To find the slope of a line determined by two points, you can use the formula for the slope \( m \):
\[ m = \frac{y_2 - y_1}{x_2 - x_1} \]
Using the first two points \((0, 0)\) and \((2, -2)\):
- \(x_1 = 0\), \(y_1 = 0\)
- \(x_2 = 2\), \(y_2 = -2\)
Plugging in the values:
\[ m = \frac{-2 - 0}{2 - 0} = \frac{-2}{2} = -1 \]

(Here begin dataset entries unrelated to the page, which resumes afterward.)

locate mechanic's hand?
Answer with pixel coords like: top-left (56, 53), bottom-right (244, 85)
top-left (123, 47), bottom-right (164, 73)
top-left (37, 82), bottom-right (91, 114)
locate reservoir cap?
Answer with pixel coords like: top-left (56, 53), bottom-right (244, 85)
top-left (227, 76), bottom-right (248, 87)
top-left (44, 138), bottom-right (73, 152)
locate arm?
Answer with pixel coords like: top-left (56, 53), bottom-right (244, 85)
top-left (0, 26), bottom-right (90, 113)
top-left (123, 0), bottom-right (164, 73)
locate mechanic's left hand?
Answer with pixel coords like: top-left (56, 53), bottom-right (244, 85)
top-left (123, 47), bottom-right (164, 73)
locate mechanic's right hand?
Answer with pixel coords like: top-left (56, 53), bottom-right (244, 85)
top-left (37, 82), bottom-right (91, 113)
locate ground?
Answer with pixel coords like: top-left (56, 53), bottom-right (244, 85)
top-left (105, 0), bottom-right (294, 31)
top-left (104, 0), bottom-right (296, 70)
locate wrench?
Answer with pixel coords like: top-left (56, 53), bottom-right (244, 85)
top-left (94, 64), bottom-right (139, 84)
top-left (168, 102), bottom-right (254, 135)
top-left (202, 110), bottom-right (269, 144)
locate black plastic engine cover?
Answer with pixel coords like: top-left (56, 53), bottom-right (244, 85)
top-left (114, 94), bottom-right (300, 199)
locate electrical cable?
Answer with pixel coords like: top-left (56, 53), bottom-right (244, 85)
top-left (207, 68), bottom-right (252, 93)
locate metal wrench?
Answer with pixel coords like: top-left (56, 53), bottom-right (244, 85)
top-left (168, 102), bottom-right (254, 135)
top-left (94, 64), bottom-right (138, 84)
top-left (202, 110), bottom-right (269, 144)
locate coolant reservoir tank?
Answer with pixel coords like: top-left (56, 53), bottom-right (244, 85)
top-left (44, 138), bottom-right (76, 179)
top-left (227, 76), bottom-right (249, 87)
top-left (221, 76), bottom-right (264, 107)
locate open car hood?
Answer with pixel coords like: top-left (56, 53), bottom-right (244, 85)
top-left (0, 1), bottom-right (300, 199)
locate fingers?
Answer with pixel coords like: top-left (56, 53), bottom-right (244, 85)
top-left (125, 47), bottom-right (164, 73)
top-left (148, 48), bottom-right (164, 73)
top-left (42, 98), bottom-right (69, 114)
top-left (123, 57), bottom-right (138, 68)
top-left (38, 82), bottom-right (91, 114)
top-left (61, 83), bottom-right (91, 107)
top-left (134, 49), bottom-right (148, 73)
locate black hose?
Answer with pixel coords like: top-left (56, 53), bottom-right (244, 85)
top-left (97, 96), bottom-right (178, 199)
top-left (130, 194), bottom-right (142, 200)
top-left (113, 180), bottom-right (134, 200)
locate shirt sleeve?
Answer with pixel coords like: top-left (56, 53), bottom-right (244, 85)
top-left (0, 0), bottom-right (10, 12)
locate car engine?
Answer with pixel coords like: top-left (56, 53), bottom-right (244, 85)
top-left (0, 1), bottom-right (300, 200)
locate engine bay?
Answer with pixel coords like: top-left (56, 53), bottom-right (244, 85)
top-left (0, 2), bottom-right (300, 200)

Now, let's check with another pair of points, for example, the second point \((2, -2)\) and the third point \((4, -4)\):
- \(x_1 = 2\), \(y_1 = -2\)
- \(x_2 = 4\), \(y_2 = -4\)
Calculating the slope:
\[ m = \frac{-4 - (-2)}{4 - 2} = \frac{-4 + 2}{2} = \frac{-2}{2} = -1 \]
Finally, checking the slope between the third point \((4, -4)\) and the fourth point \((6, -6)\):
- \(x_1 = 4\), \(y_1 = -4\)
- \(x_2 = 6\), \(y_2 = -6\)
Calculating the slope:
\[ m = \frac{-6 - (-4)}{6 - 4} = \frac{-6 + 4}{2} = \frac{-2}{2} = -1 \]
Thus, the slope of the line connecting the points (0, 0), (2, -2), (4, -4), and (6, -6) is consistently \( -1 \).